Daimler AG, which helped form European Aeronautic, Defence & Space Co. more than a decade ago, is selling half its remaining holding in the company, valued at 1.66 billion euros ($2.17 billion), to focus on cars and trucks.
An accelerated bookbuilding for 61.1 million EADS shares, or about 7.5 percent of the company, started Wednesday and is set to be completed Thurs, the Stuttgart, Germany-based company said in a statement. The owner of Mercedes-Benz will sell more of its remaining 7.5 percent stake after a lock-up period of 180 days from the end of the sale of the initial tranche.
“We intend to further reduce our equity interest in EADS,” Chief Financial Officer Bodo Uebber said Wednesday in a statement. “We want to concentrate on our core business of automotive manufacturing and mobility services.”
Daimler’s sale of EADS shares is part of an overhaul of the shareholder structure of the parent of planemaker Airbus SAS. Germany will join France in holding 12 percent of EADS as part of changes that will eliminate governments’ veto rights over business decisions. The agreement frees Daimler from the obligations of serving as Germany’s voice at EADS.
Daimler’s sale will raise about 1.66 billion euros based on EADS’s closing share price yesterday of 27.23 euros in Paris. The German company plans to invest the money in its auto businesses, including in research and development. Much of the 7.5 percent holding is already earmarked.
EADS shares have risen 23 percent over the past 12 months, valuing the company at 22.5 billion euros. Daimler stock has gained 9.9 percent over the same period, for a market capitalization of 40.8 billion euros.
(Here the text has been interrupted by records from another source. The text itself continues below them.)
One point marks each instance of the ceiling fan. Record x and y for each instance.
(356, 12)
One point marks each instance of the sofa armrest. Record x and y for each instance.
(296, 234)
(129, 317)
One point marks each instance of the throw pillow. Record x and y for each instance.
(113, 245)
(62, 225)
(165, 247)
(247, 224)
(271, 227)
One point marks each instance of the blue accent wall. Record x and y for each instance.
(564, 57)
Germany’s KfW bank, which will hold the government’s stake, will buy a 2.76 percent holding from Daimler. Existing shareholders in the Dedalus consortium will buy 1.9 percent of EADS from Daimler, which is also the world’s largest maker of commercial vehicles.
Daimler, which helped create EADS by merging its Dasa aerospace unit into the company, will decide on the timing and process for further sales in “due course,” Uebber said yesterday.
Morgan Stanley and Goldman Sachs are joint bookrunners for Daimler’s EADS sale, while JP Morgan is the manufacturer’s financial adviser.